The answer will depend on whether INEC was given notice of the pendency of an appeal together with a motion for stay of execution.
The Abia State Government in a statement issued by the State Attorney-General, Mr. Umeh Kalu, said thus:
“It’s unfortunate that INEC said that it was not served. But the truth is that they were served. I have a proof to that.
“Saleh N. Ibrahim, Senior Clerical Officer at the Legal Services Department of the Commission’s Headquarters, Abuja, who (sic) stamped the Notice of Appeal and Injunction with the Commission’s official stamp by 12.50pm on Wednesday, June 29, 2016.”
In an explanation to an online newspaper, Premium Times, on Friday July 1, 2016, Nick Dazang, spokesman for INEC, said Mr. Ikpeazu’s failure to provide a stay-of-execution order left the commission with no choice than to issue the certificate of return to Mr. Ogah.
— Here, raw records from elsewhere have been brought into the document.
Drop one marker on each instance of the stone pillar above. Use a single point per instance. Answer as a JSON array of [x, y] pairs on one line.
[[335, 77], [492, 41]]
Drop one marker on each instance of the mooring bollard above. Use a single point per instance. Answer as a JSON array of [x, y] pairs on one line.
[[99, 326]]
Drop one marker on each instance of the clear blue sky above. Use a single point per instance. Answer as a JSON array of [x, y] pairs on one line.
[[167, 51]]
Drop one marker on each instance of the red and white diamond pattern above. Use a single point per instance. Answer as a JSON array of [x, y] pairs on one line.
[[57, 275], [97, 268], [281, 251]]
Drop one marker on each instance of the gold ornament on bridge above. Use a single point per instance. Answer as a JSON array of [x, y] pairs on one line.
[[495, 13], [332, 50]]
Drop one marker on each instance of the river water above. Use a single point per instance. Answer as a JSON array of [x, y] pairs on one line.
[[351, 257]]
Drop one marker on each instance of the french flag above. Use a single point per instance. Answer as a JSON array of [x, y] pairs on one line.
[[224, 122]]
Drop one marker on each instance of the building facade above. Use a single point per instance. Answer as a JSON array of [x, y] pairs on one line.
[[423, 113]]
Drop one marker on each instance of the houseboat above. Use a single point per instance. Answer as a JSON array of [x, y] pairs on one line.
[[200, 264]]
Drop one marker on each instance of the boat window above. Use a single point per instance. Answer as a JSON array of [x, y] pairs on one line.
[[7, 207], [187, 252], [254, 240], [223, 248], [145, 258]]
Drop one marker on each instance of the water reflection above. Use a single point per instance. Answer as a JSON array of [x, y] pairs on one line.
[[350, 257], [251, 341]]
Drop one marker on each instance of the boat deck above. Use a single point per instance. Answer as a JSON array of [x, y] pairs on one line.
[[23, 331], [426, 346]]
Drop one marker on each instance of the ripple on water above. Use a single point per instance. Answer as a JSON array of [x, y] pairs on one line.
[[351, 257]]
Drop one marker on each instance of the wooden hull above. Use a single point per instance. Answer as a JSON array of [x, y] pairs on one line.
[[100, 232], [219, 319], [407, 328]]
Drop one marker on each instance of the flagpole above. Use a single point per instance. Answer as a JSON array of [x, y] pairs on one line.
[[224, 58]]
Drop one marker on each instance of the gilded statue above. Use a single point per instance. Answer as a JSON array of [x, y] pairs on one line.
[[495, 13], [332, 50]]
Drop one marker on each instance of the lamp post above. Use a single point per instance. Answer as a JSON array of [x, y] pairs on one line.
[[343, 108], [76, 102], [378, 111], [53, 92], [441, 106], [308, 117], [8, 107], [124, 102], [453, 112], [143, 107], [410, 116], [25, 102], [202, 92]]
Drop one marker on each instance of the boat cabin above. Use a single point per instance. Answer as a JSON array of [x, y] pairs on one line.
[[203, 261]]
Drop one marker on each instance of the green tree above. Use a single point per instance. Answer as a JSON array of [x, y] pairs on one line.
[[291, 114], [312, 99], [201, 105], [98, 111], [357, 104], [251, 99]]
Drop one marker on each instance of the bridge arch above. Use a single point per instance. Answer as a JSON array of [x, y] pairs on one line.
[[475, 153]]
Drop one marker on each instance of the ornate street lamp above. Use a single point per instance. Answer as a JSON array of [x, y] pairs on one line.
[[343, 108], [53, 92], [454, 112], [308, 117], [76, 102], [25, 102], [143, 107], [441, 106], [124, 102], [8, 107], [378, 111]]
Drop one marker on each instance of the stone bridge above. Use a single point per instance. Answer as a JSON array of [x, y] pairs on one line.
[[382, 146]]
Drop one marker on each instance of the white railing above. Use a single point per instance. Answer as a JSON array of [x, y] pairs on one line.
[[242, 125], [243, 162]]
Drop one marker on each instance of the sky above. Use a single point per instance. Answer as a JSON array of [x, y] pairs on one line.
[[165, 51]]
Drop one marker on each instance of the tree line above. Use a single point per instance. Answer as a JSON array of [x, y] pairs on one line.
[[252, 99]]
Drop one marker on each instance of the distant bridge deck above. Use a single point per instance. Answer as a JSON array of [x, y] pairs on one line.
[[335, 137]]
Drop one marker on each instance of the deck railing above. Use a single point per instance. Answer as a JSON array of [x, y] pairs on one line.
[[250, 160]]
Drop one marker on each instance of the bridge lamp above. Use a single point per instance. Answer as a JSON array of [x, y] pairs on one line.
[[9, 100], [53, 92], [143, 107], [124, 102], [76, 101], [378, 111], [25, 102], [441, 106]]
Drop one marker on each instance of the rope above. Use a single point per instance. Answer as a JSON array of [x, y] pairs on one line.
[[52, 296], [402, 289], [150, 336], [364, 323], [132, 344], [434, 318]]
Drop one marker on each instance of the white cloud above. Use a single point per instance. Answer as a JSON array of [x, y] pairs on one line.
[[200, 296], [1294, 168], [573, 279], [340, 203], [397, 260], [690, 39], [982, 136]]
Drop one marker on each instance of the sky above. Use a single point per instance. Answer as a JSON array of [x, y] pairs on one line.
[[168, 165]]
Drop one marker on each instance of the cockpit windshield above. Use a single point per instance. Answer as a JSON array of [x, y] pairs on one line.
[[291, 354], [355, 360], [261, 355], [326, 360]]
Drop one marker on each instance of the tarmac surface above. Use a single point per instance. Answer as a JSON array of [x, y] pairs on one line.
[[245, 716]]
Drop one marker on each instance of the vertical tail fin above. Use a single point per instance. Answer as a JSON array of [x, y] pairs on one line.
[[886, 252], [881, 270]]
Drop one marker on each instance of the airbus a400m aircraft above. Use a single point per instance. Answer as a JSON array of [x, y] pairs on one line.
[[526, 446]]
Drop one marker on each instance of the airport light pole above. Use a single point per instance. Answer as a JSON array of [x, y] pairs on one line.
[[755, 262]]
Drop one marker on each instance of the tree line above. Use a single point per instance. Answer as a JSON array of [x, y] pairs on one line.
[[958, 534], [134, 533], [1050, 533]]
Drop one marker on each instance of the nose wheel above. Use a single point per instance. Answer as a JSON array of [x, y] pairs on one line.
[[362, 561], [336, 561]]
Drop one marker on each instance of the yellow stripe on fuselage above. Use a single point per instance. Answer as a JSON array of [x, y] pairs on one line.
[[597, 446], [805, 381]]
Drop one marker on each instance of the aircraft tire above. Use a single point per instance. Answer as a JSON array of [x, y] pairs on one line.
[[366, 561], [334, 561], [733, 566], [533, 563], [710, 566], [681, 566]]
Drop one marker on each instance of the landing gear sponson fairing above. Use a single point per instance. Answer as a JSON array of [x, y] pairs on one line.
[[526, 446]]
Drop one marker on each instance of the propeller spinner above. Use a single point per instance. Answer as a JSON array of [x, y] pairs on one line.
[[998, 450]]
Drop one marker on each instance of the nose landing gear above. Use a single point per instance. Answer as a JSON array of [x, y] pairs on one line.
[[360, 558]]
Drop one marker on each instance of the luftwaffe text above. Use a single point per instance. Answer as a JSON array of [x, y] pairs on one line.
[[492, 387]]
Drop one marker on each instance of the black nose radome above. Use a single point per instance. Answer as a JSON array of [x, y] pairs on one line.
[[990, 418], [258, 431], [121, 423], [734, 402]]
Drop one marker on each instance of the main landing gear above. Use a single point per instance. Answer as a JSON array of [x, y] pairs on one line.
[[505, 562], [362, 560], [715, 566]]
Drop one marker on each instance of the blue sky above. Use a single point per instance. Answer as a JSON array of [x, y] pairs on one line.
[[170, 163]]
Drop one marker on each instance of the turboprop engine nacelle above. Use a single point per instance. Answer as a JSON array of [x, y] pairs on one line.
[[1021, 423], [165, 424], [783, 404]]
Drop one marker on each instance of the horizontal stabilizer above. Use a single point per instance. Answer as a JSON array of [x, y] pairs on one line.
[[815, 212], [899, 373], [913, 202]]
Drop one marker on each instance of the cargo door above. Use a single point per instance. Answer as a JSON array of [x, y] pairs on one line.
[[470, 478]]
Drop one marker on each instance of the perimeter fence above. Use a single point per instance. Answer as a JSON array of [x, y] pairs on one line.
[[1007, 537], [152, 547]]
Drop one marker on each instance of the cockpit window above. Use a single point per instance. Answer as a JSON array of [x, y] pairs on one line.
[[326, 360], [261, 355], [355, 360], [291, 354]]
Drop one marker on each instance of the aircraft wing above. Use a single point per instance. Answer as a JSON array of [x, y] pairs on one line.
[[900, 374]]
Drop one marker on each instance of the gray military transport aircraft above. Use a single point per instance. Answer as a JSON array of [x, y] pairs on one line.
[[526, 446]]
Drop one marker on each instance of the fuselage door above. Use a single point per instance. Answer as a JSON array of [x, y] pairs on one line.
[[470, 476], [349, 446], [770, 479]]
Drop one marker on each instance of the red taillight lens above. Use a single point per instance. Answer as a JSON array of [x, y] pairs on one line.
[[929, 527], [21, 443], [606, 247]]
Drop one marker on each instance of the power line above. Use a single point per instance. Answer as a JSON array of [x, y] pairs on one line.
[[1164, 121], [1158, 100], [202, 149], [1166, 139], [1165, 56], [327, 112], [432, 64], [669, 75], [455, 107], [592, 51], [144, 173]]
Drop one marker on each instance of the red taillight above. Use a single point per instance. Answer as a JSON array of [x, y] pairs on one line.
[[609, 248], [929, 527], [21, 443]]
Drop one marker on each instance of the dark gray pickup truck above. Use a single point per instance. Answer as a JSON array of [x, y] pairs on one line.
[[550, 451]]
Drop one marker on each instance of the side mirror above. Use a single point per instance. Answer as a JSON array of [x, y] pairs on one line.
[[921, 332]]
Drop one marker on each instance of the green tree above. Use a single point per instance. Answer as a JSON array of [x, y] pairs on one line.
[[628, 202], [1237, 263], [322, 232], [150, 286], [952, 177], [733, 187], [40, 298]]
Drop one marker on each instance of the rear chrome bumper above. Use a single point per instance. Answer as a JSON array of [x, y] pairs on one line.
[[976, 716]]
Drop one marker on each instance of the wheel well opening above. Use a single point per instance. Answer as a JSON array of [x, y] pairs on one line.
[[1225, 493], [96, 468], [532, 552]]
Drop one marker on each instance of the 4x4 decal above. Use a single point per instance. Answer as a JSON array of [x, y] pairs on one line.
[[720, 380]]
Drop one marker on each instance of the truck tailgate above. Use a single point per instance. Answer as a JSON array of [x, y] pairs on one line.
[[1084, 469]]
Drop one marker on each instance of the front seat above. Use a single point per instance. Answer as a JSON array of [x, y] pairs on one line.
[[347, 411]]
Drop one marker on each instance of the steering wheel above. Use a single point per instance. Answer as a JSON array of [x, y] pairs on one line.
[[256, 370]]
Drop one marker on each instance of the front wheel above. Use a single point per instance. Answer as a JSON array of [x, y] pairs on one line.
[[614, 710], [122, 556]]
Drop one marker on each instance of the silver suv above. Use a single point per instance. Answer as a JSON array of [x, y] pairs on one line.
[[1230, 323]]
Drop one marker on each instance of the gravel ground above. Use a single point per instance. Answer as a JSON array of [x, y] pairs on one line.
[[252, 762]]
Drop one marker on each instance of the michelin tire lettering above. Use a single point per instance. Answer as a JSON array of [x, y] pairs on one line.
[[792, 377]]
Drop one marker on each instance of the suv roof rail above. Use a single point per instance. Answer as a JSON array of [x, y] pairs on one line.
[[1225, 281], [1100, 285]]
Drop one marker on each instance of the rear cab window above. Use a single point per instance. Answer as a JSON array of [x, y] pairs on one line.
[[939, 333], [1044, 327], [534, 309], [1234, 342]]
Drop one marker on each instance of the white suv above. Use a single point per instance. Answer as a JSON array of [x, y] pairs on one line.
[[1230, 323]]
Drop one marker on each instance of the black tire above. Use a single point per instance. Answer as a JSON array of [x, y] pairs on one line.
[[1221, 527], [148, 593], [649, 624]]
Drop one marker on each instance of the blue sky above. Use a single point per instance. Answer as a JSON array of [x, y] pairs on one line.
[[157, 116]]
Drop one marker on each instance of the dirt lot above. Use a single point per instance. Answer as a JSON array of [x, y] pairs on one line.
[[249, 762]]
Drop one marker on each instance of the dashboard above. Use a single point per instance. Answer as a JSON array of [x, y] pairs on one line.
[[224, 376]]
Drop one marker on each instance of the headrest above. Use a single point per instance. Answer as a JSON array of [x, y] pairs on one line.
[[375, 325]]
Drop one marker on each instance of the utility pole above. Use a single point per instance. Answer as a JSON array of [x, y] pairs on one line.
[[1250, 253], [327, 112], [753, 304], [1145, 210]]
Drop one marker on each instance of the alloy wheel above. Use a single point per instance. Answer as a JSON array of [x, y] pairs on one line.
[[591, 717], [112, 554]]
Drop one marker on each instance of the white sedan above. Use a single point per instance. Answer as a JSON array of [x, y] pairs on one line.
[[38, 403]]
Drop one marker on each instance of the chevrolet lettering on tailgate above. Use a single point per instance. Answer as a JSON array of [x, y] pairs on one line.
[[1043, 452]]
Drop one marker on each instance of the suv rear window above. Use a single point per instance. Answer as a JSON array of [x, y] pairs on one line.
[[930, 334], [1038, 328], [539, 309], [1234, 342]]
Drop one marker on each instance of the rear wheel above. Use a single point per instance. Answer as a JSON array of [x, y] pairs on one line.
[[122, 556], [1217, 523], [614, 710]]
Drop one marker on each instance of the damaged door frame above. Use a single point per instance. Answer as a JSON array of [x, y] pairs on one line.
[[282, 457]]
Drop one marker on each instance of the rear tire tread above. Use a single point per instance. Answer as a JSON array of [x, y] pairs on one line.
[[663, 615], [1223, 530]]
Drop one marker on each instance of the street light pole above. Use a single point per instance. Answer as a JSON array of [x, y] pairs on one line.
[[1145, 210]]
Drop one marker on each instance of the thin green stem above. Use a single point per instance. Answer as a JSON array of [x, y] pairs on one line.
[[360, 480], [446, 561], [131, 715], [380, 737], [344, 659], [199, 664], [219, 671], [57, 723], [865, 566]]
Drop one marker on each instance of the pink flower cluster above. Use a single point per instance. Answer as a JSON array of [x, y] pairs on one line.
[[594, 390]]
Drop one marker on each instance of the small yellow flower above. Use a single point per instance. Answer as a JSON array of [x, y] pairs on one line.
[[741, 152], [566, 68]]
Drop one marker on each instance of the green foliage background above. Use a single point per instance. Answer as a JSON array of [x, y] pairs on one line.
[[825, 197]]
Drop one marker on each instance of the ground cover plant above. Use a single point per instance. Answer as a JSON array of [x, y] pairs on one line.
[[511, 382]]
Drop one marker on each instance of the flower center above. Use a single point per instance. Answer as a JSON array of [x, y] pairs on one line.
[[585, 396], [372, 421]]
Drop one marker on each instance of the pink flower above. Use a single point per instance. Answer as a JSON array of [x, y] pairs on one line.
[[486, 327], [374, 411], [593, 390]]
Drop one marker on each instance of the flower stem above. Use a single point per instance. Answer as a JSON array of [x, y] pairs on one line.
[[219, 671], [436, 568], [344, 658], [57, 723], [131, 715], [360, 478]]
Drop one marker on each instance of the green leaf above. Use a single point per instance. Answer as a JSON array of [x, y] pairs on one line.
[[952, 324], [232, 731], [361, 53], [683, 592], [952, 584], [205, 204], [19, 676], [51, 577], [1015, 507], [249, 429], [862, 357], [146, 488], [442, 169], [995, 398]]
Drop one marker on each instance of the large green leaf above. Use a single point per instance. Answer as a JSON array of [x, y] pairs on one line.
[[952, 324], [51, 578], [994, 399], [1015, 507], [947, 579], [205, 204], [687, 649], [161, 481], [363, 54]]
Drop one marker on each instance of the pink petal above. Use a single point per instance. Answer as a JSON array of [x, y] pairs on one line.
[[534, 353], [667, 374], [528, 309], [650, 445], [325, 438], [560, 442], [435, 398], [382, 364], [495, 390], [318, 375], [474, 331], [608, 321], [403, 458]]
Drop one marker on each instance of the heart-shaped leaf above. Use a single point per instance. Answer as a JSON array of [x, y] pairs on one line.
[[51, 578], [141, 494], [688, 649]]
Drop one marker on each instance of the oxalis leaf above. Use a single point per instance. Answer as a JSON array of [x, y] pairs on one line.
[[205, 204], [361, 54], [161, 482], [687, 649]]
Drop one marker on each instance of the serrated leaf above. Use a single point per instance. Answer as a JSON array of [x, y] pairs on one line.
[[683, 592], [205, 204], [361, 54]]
He said since Mr. Ikpeazu’s notice was not deemed sufficient, it had to, as a matter of policy, execute the judgment of the high court.
“I discovered that INEC received Mr. Ikpeazu’s notice. However, it did not contain a motion or order of stay of execution.
“In the circumstance, and in deference to the previous court order, INEC as a responsible regulatory body has no recourse than to issue Mr. Ogah the certificate of return,” Mr. Dazang said.
It is apparent that one of the parties, between the Abia State Government and INEC, is either outrightly mendacious or economical with the truth. So who is right?
I have carefully examined the proof of service (affidavit of service) published by Ikpeazu on his Facebook page and circulated to the media by the Abia State Government, there is no mention of motion for stay of execution in the said affidavit.
Only Notice of Appeal is mentioned.
Putting it differently, there is nothing evidencing that INEC was served with an application by Ikpeazu seeking a stay of execution of the judgment delivered by Justice Okon Abang on Monday the 27th day of June, 2016.
In my quest to unravel the truth and facts of this case, I made spirited efforts to reach the Chief Press Secretary to Ikpeazu (through phone calls and sms) in the afternoon of Friday 1st July, 2016 for him to furnish me with evidence that there is indeed a motion for stay of execution.
He did not reply.
The only sensible and logical inference to be drawn from the non-production of evidence of the existence and service of motion for stay of execution is that none is available.
He who alleges must prove. The maxim is ‘ei incumbit probatio qui dicit’. See Section 131 of the Evidence Act 2011.
The burden is on Ikpeazu to prove beyond unsubstantiated press statements, that INEC had notice of not only his appeal but very importantly, his motion for stay of execution prior to the issuance of a certificate of return to Ogah.
I have seen a copy of the interim order (ex parte injunction) obtained by Ikpeazu dated Thursday the 30th day of June, 2016 from the High Court of Abia State, Osisioma Ngwa presided by Justice Chibuzor Ahuchaogu, restraining INEC from issuing a certificate of return to Ogah and his swearing-in by the Chief Judge of Abia State or by any judicial officer in Abia State.
The injunction to say the least is a gross abuse of judicial cum court process and not binding for two principal reasons.
Firstly, the High Court of Abia State cannot give an order which purports to vary or render nugatory the order(s) of the Federal High Court.
The simple reason is that both courts have concurrent jurisdiction.
Only a superior court (the Court of Appeal or the Supreme Court) can interfere with the orders given by Justice Okon Abang.
The Supreme Court in a recent decision in the case of Orji Uzor Kalu v. Federal Republic of Nigeria (Unreported Appeal No. SC/215/2012) delivered on March 18, 2016 emphatically sounded a warning to the effect that courts of concurrent jurisdiction cannot police each other and that they are not bound by each other’s decisions.
In the case cited supra, a former governor of Abia State, Orji Uzor Kalu, had obtained an ex parte order from the High Court of Abia State restraining the Economic and Financial Crimes Commission (EFCC) from arresting, detaining or prosecuting him.
The Supreme Court held that the Federal High Court where Mr. Kalu was arraigned is not bound by the injunction given by the High Court of Abia State.
Thus, the case was remitted back to the Federal High Court for commencement of Kalu’s trial.
Other authorities on this position includes: Olutola v. University of Ilorin (2004) 18 NWLR (Pt. 905) 452 and Uwazuruike v. Attorney General of the Federation (2008) 10 NWLR (Pt. 1096) 444 at 459-59.
The second reason why the injunction granted on Thursday the 30th day of June, 2016 by Justice Ahuchaogu of the Abia State High Court is defective is that it sought in part, to restrain a completed act.